Ce qui caractérise l’organisation MELiSSA c’est sa souplesse, son adaptabilité et son efficacité. Progressivement de très nombreuses entités se sont ajoutées aux pionniers en tant que « partenaires » indépendants (« officiels », ayant signé le MoU ou simplement « coopérants »). Ce sont des universités, centres de recherche et sociétés industrielles établies ou spin-off (transfert de technologies au travers de IPStar.BV). L’idée maîtresse est, sur le court terme, de faire bénéficier la Terre de ses recherches qui ont, a priori et sur le long terme, un horizon spatial. Son premier corollaire est de compter avant tout sur soi et ses membres et donc de générer autant que possible des revenus propres, par la commercialisation des applications (ainsi, par exemple, pour le traitement de l’eau ou l’analyse du milieu microbien). Son deuxième corollaire est de participer à son propre développement sur le plan intellectuel et c’est l’objet de la Fondation MELiSSA qui offre des bourses d’études à 140 jeunes scientifiques et ingénieurs dans les divers domaines d’intérêt du projet.
Aujourd’hui le Consortium comprend 40 partenaires implantés dans 13 pays. Ce sont, outre la Suisse, la France, la Belgique, l’Italie, l’Espagne, le Canada, la Norvège, la Russie, l’Irlande, la Hollande, la grande Bretagne, la Norvège et l’Allemagne. En Suisse, les partenaires, outre l’UniL où se déroulait le dernier « workshop », sont les EPF, RUAG-Space et la HES-SO (Haute Ecole Spécialisée de Suisse Occidentale). Parmi les organisateurs suisses du workshop, il convient de noter outre Théodore Besson, porteur du projet Oïkosmos, déjà nommé, Le Dr. Suren Erkman, promoteur de l’« écologie industrielle » et enseignant à l’UniL. Tous deux concrétisent parfaitement le double objectif de la recherche, sur le plan général, de MELiSSA.

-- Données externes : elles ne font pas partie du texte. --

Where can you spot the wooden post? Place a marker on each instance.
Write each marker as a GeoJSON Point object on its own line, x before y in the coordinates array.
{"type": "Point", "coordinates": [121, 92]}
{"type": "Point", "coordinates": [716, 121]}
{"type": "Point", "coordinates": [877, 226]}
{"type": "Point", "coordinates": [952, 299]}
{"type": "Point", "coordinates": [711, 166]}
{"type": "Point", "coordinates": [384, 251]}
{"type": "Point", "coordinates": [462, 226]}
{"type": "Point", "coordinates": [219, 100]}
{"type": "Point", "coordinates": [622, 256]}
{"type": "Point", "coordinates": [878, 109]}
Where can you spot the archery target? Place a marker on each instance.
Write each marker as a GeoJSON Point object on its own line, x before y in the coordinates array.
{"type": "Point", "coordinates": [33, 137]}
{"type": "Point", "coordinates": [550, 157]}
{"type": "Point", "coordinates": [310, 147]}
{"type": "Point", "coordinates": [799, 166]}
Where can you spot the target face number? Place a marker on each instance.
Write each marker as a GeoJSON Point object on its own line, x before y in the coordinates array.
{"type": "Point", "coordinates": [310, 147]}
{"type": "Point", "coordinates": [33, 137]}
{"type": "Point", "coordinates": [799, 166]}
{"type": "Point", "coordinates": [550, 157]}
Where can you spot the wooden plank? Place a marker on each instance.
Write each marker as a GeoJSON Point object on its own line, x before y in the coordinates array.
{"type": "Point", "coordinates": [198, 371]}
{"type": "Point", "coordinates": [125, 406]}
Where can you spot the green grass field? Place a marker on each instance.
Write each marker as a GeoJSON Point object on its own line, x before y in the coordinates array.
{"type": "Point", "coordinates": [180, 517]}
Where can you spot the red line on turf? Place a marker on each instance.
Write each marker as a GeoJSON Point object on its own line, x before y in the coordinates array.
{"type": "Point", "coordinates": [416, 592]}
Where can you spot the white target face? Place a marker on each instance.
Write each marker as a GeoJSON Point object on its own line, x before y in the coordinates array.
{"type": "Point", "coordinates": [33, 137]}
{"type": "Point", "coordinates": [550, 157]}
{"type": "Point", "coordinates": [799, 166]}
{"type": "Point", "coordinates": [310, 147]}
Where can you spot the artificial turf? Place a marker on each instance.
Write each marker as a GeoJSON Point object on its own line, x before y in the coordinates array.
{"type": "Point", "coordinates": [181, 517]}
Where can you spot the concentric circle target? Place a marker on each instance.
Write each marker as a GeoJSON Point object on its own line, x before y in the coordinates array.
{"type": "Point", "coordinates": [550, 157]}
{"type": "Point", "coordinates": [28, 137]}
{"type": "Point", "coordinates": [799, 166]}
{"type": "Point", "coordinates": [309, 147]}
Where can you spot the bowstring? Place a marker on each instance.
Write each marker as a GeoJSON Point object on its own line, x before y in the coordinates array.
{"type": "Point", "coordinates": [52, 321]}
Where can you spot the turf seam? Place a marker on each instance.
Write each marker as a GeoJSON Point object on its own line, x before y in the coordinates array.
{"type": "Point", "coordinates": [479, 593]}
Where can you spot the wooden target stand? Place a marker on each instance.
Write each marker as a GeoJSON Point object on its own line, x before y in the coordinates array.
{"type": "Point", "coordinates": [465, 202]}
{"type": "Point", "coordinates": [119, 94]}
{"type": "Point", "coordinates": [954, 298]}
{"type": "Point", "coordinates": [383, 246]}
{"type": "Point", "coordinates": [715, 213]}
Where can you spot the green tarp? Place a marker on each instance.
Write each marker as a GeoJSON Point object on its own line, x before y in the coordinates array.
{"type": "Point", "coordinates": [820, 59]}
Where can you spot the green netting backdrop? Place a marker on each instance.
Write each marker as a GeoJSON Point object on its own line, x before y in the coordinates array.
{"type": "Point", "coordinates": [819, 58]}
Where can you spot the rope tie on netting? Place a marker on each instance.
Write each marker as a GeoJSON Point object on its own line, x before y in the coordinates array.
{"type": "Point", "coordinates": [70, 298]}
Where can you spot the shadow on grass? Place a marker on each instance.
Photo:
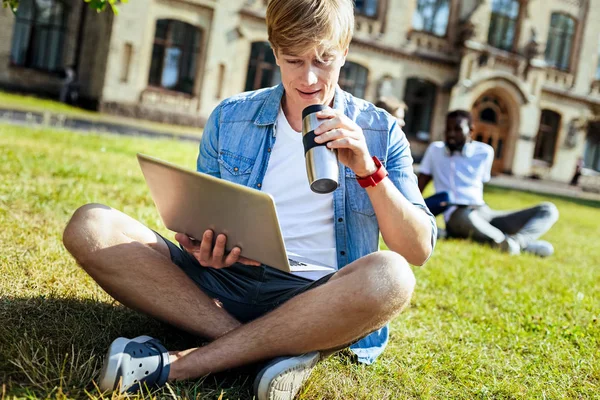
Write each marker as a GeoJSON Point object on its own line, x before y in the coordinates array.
{"type": "Point", "coordinates": [582, 202]}
{"type": "Point", "coordinates": [54, 347]}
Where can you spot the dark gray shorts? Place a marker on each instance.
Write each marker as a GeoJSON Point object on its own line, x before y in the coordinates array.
{"type": "Point", "coordinates": [246, 292]}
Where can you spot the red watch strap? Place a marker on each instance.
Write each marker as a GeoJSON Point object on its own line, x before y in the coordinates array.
{"type": "Point", "coordinates": [376, 177]}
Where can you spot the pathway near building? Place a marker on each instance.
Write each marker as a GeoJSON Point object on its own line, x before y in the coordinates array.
{"type": "Point", "coordinates": [543, 187]}
{"type": "Point", "coordinates": [82, 124]}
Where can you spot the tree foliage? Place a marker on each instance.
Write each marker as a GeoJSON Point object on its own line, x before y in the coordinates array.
{"type": "Point", "coordinates": [98, 5]}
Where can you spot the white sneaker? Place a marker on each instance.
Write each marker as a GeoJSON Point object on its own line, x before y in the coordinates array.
{"type": "Point", "coordinates": [511, 246]}
{"type": "Point", "coordinates": [283, 378]}
{"type": "Point", "coordinates": [540, 248]}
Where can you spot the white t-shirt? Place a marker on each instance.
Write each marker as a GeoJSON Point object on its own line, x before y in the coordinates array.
{"type": "Point", "coordinates": [460, 174]}
{"type": "Point", "coordinates": [306, 218]}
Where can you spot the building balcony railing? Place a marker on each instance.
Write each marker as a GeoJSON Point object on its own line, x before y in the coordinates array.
{"type": "Point", "coordinates": [595, 88]}
{"type": "Point", "coordinates": [558, 79]}
{"type": "Point", "coordinates": [256, 8]}
{"type": "Point", "coordinates": [428, 42]}
{"type": "Point", "coordinates": [366, 26]}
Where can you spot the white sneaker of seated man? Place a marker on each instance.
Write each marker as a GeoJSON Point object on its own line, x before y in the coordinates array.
{"type": "Point", "coordinates": [282, 378]}
{"type": "Point", "coordinates": [539, 248]}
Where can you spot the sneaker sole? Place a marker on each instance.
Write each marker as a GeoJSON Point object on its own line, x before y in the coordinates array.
{"type": "Point", "coordinates": [112, 363]}
{"type": "Point", "coordinates": [283, 379]}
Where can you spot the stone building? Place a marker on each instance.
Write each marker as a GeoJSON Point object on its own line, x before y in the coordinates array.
{"type": "Point", "coordinates": [528, 69]}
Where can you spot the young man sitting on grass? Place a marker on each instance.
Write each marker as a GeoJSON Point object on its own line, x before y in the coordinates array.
{"type": "Point", "coordinates": [252, 312]}
{"type": "Point", "coordinates": [459, 166]}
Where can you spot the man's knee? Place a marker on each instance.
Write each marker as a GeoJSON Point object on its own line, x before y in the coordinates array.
{"type": "Point", "coordinates": [390, 282]}
{"type": "Point", "coordinates": [84, 228]}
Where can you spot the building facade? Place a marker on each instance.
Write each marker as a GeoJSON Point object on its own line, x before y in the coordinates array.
{"type": "Point", "coordinates": [528, 70]}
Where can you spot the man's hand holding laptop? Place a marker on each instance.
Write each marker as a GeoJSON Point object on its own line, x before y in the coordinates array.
{"type": "Point", "coordinates": [209, 256]}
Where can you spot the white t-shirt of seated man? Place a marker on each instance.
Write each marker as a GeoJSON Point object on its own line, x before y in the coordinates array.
{"type": "Point", "coordinates": [306, 218]}
{"type": "Point", "coordinates": [461, 174]}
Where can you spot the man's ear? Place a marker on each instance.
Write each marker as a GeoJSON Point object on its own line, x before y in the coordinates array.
{"type": "Point", "coordinates": [344, 56]}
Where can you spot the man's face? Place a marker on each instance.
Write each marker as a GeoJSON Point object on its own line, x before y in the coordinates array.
{"type": "Point", "coordinates": [310, 78]}
{"type": "Point", "coordinates": [400, 117]}
{"type": "Point", "coordinates": [458, 133]}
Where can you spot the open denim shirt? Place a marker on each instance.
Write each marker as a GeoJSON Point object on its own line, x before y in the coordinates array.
{"type": "Point", "coordinates": [236, 146]}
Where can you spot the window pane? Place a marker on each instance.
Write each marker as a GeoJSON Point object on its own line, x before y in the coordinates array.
{"type": "Point", "coordinates": [178, 33]}
{"type": "Point", "coordinates": [432, 16]}
{"type": "Point", "coordinates": [162, 26]}
{"type": "Point", "coordinates": [170, 74]}
{"type": "Point", "coordinates": [38, 34]}
{"type": "Point", "coordinates": [560, 40]}
{"type": "Point", "coordinates": [419, 96]}
{"type": "Point", "coordinates": [175, 56]}
{"type": "Point", "coordinates": [20, 42]}
{"type": "Point", "coordinates": [503, 23]}
{"type": "Point", "coordinates": [366, 7]}
{"type": "Point", "coordinates": [353, 79]}
{"type": "Point", "coordinates": [158, 55]}
{"type": "Point", "coordinates": [262, 69]}
{"type": "Point", "coordinates": [546, 137]}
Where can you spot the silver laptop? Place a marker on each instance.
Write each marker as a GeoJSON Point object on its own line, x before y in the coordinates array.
{"type": "Point", "coordinates": [191, 202]}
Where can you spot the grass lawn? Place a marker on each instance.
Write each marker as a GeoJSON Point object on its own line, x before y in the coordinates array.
{"type": "Point", "coordinates": [481, 324]}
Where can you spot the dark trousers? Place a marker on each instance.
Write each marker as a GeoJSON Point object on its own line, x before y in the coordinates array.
{"type": "Point", "coordinates": [485, 225]}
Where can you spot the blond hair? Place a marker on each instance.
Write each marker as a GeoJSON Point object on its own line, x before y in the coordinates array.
{"type": "Point", "coordinates": [295, 26]}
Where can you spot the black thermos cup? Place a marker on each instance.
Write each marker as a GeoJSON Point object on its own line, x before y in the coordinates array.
{"type": "Point", "coordinates": [321, 162]}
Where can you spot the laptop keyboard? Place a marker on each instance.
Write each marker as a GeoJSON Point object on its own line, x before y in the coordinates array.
{"type": "Point", "coordinates": [294, 263]}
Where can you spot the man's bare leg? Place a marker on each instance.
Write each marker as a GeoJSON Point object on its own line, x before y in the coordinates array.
{"type": "Point", "coordinates": [133, 265]}
{"type": "Point", "coordinates": [360, 298]}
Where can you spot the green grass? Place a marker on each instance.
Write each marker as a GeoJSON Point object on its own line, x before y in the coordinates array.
{"type": "Point", "coordinates": [481, 324]}
{"type": "Point", "coordinates": [31, 103]}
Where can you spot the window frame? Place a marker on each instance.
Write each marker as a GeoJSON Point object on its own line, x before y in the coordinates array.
{"type": "Point", "coordinates": [543, 130]}
{"type": "Point", "coordinates": [193, 53]}
{"type": "Point", "coordinates": [411, 102]}
{"type": "Point", "coordinates": [32, 25]}
{"type": "Point", "coordinates": [432, 24]}
{"type": "Point", "coordinates": [377, 10]}
{"type": "Point", "coordinates": [350, 85]}
{"type": "Point", "coordinates": [505, 17]}
{"type": "Point", "coordinates": [571, 44]}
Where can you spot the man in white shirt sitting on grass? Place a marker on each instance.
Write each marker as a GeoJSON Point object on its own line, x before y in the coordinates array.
{"type": "Point", "coordinates": [459, 166]}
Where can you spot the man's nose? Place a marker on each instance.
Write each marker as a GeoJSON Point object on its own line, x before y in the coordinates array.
{"type": "Point", "coordinates": [310, 76]}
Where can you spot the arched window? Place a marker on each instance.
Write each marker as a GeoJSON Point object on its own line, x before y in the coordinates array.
{"type": "Point", "coordinates": [367, 8]}
{"type": "Point", "coordinates": [560, 41]}
{"type": "Point", "coordinates": [39, 35]}
{"type": "Point", "coordinates": [432, 16]}
{"type": "Point", "coordinates": [353, 79]}
{"type": "Point", "coordinates": [598, 67]}
{"type": "Point", "coordinates": [175, 56]}
{"type": "Point", "coordinates": [591, 158]}
{"type": "Point", "coordinates": [545, 142]}
{"type": "Point", "coordinates": [419, 97]}
{"type": "Point", "coordinates": [262, 68]}
{"type": "Point", "coordinates": [503, 24]}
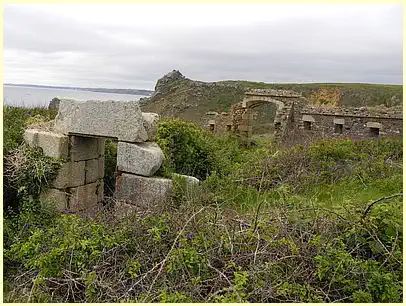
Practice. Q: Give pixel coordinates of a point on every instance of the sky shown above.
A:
(133, 45)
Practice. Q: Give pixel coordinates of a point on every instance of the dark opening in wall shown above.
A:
(307, 125)
(374, 132)
(338, 128)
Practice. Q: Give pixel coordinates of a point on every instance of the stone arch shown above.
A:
(282, 116)
(253, 102)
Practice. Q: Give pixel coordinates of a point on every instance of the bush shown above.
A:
(15, 119)
(26, 172)
(191, 150)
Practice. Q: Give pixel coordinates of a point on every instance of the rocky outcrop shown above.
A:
(163, 85)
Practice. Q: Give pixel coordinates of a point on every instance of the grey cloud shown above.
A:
(306, 48)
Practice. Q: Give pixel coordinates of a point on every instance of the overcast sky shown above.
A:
(131, 46)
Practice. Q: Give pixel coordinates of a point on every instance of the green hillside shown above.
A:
(179, 97)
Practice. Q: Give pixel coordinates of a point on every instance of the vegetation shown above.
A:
(320, 222)
(190, 100)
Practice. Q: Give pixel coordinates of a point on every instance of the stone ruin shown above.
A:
(78, 137)
(296, 119)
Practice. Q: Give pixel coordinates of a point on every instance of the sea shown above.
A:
(26, 96)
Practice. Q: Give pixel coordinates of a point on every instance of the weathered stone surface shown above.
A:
(143, 191)
(84, 148)
(101, 146)
(71, 174)
(31, 137)
(142, 158)
(191, 180)
(52, 144)
(122, 210)
(117, 119)
(150, 122)
(85, 198)
(94, 169)
(308, 118)
(100, 191)
(59, 198)
(339, 121)
(374, 125)
(54, 104)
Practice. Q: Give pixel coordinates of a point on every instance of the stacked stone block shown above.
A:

En dehors de ces généralistes, les partenaires sont, chacun, spécialisés sur leur « compartiment ». Ils y travaillent « chez eux ». Progressivement cependant les compartiments vont être intégrés dans une installation unique située dans les locaux de de l’UaB (Université autonome de Barcelone), l’un des « partenaires officiels » de MELiSSA. L’intégration a commencé et les travaux ayant suffisamment avancé, on va prochainement introduire des êtres vivants dans la boucle (le « Compartiment V »), en l’occurrence les souris de BIORAT. En fin de compte l’installation devra être miniaturisée.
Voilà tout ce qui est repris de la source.